Which state seems to be trolling Tesla, again, by locking its cars out of a special purchase incentive?
This is our look back at the Week In Reverse—right here at Green Car Reports—for the week ending on Friday, June 16, 2017.
Friday, we explained Elon Musk’s announcement of warranty improvements and price cuts on used Tesla Model S electric cars, to move buyers thinking of putting down deposits for Tesla Model 3 cars into used Model S cars for a year or two while they wait.
We also noted that about 1,700 of the popular and eagerly awaited Chrysler Pacifica Hybrid plug-in minivans have been recalled to replace a faulty diode.
Driving a 2017 Chevrolet Bolt EV from Virginia to Missouri, June 2017 [photo: Bill Massmann]
On Thursday, we covered a Chevrolet Bolt EV buyer who drove his new Bolt halfway across the country after buying it out of state—because you still can’t buy a Chevrolet Bolt EV electric car in much of the Midwest.
That led us to observe that electric-car drivers and buyers might reasonably be forgiven for concluding that the state of Michigan hates them, despite it being the site where that Bolt EV was manufactured.
(At the end of last week, Chevy said the 238-mile Chevrolet Bolt EV electric car will now be available nationwide one month early, by the end of August.)
Wednesday, we noted that Texas has restored its $2,500 rebate for purchase of an electric car, though it seems to be trolling Tesla by specifically excluding its cars because the company doesn’t sell them through franchised dealerships.
We covered their newest study, which says Fiat Chrysler diesels emit up to 20 times the legal limits of nitrogen oxides—although FCA is fighting back aggressively.
On Tuesday, we laid out a remarkable political development: the state of California has joined Germany and many other nations in a group to fight climate change—even as the U.S. plans to remove itself from the Paris climate treaty.
Also, Tesla won again on safety: the NHTSA gave uniform 5-star safety ratings to the Tesla Model X, making it the safest of all the SUVs the agency has tested.
We kicked off the week on Monday with a report from a Michigan writer who spent several days with a 2017 Ford Fusion Energi plug-in hybrid sedan and found it frustrating.
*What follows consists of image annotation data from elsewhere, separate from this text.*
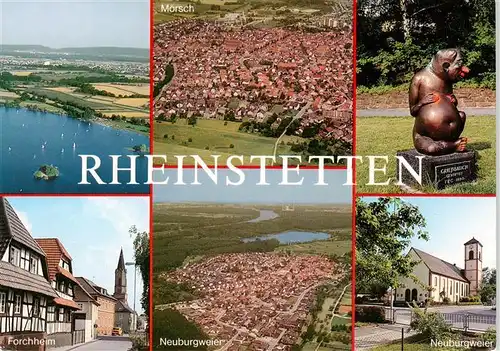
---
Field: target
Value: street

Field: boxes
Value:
[355,306,496,351]
[74,336,132,351]
[394,306,496,331]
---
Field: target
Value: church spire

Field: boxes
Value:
[116,248,125,270]
[113,248,127,301]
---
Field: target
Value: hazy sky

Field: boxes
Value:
[363,197,496,268]
[7,197,149,313]
[153,169,352,204]
[0,0,149,48]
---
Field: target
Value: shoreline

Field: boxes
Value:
[0,104,151,138]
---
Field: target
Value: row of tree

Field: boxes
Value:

It wasn’t the car’s fault, though.
Can you distinguish an SUV from a crossover utility from a passenger car? Some crossovers may be cars, while others are trucks, and we explained why that matters for fuel economy, using the words of the U.S. Energy Information Agency.
Over the weekend, we took the unusual liberty of publishing some rumors about the 2018 Nissan Leaf launch that correlate pretty squarely with other things we’ve heard and observed in the industry.
Finally, while coal has been in the news a lot lately, it’s important to realize that the jobs in solar energy have grown at 20 percent a year since 2012. Wind energy is also adding jobs, and the two together employ three times as many people as the coal industry.